About the Book:
Have you ever been wrong about someone?
Juno was wrong about Winnie Crouch.
Before moving in with the Crouch family, Juno thought Winnie and her husband, Nigel, had the perfect marriage, the perfect son—the perfect life. Only now that she’s living in their beautiful house, she sees the cracks in the crumbling facade are too deep to ignore.
Still, she isn’t one to judge. After her grim diagnosis, the retired therapist simply wants a place to live out the rest of her days in peace. But that peace is shattered the day Juno overhears a chilling conversation between Winnie and Nigel…
She shouldn’t get involved.
She really shouldn’t.
But this could be her chance to make a few things right.
Because if you thought Juno didn’t have a secret of her own, then you were wrong about her, too.
From the wickedly dark mind of bestselling author Tarryn Fisher, The Wrong Family is a taut new thriller that’s riddled with twists in all the right places.
My Review:
Tarryn Fisher remains one of my favorite authors but this book just felt very different from her other books.
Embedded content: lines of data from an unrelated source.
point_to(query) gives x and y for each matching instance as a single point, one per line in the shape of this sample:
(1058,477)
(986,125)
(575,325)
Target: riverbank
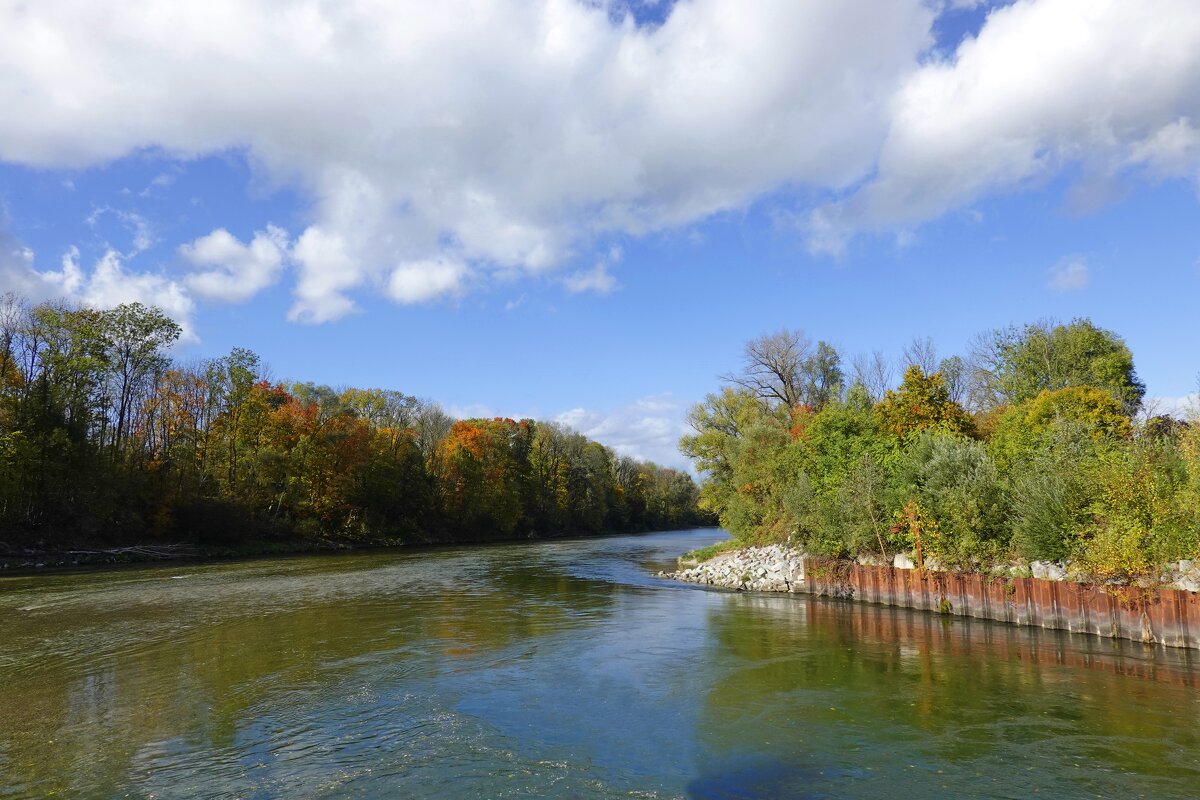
(34,559)
(1167,613)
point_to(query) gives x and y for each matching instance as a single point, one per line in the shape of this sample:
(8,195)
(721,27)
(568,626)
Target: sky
(581,210)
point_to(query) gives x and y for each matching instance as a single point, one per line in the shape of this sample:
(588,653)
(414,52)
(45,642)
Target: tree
(1012,366)
(922,402)
(773,367)
(874,374)
(135,338)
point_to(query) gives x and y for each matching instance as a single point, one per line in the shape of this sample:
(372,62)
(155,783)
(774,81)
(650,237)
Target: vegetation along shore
(109,450)
(1033,449)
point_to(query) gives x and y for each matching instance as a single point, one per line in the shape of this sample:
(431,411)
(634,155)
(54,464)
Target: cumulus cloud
(420,281)
(436,144)
(508,137)
(648,428)
(598,280)
(1105,84)
(1069,275)
(233,271)
(108,283)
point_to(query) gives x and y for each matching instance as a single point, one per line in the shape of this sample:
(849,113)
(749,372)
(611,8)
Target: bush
(955,482)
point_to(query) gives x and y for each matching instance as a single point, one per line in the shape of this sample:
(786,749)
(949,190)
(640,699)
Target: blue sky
(581,211)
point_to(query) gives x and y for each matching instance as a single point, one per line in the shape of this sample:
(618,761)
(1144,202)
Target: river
(558,669)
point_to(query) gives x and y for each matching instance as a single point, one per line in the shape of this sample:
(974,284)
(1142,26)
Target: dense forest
(1033,446)
(106,439)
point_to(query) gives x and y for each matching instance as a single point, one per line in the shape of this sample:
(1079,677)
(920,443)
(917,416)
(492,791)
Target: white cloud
(137,226)
(421,281)
(108,284)
(1107,84)
(1186,407)
(598,280)
(1069,275)
(648,429)
(507,134)
(235,271)
(516,136)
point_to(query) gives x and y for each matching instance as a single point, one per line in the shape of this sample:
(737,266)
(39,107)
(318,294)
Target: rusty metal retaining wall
(1167,617)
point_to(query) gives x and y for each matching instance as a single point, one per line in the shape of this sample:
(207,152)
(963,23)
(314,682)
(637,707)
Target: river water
(558,669)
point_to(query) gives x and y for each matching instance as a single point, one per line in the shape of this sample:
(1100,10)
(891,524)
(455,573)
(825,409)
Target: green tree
(922,402)
(1015,365)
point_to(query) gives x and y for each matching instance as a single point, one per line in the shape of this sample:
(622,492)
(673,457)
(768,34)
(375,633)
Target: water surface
(558,669)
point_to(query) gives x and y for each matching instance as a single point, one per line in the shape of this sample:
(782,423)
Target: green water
(559,669)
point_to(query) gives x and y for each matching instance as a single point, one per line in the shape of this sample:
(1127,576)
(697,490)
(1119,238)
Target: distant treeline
(1035,446)
(105,439)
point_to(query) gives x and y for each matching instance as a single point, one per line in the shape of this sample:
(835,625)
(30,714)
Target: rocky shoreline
(1163,609)
(754,569)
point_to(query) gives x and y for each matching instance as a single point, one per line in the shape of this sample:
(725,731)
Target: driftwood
(155,552)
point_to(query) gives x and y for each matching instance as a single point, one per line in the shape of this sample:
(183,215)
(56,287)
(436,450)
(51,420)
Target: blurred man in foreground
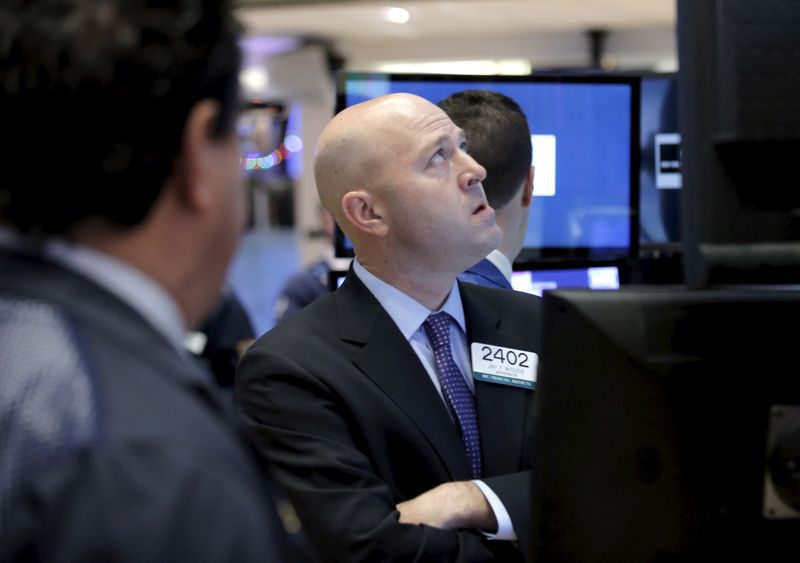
(120,209)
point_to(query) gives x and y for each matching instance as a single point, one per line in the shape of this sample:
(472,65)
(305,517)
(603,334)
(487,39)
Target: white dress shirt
(501,262)
(123,280)
(409,314)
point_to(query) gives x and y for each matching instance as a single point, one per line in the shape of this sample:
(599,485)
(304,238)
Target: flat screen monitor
(585,148)
(668,426)
(536,281)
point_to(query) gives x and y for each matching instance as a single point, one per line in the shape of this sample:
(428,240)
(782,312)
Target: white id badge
(506,366)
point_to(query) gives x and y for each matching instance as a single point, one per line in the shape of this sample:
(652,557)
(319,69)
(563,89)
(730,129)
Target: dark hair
(94,96)
(498,137)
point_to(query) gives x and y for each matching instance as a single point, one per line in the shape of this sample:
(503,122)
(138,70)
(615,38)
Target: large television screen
(585,149)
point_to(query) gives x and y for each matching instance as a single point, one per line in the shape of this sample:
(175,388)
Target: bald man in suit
(391,445)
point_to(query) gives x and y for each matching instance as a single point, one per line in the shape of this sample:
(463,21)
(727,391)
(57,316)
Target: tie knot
(437,327)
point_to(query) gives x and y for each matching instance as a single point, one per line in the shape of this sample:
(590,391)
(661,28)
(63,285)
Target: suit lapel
(501,408)
(390,362)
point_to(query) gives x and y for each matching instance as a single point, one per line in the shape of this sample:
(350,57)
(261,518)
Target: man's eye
(438,157)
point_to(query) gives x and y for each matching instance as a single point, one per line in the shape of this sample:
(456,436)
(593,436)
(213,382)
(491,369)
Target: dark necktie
(457,395)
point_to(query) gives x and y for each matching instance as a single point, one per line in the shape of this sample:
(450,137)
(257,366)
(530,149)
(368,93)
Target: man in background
(120,209)
(499,138)
(367,403)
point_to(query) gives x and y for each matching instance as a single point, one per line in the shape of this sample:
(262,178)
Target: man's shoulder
(505,298)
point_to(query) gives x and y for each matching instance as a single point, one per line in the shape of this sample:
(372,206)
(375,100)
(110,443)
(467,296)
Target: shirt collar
(408,313)
(501,262)
(128,283)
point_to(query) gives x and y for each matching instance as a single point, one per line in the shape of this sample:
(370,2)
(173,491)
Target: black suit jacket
(117,446)
(349,420)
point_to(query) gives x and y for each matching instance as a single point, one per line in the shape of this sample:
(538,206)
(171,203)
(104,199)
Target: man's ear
(527,187)
(195,160)
(359,208)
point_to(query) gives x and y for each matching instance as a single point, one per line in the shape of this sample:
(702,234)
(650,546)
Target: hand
(459,504)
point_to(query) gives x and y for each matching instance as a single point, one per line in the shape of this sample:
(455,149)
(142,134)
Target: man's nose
(473,173)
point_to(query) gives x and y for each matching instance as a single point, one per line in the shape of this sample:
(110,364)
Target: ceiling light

The character development fell short for me so I was not invested in their actions at all. Winnie, Nigel and Juno did not hold much interest for me so by the ending, I did not really care about them as I should have. I also felt that the mental illness of Dakota, Winnie’s brother, was merely a plot device thrown in and not as fully developed as it could have been.
This book is told from two points of view and has an almost Parasite-like feel to it. Winnie is a mother to a young teenager who seems to have a terrible marriage. I am not quite sure what her motivation was throughout this story. Then we have Juno, who is a former therapist, living secretly in Winnie and Nigel’s home. It seems very unlikely that a stranger can go undetected in this era of Ring and Nest home security systems but there you have it.
Juno feels she must intervene in Winnie’s domestic situation before things get too out of hand. What ensues is a wild, violent and unpredictable story that just was not fleshed out enough for me. While I love a good domestic thriller, the violence felt heavy-handed and the plot twists just seemed too far-fetched for me. Sadly, ‘The Wrong Family’ was a miss for me.
(Thank you to the publisher for providing an advanced copy of this book in return for an honest review. All opinions are my own.)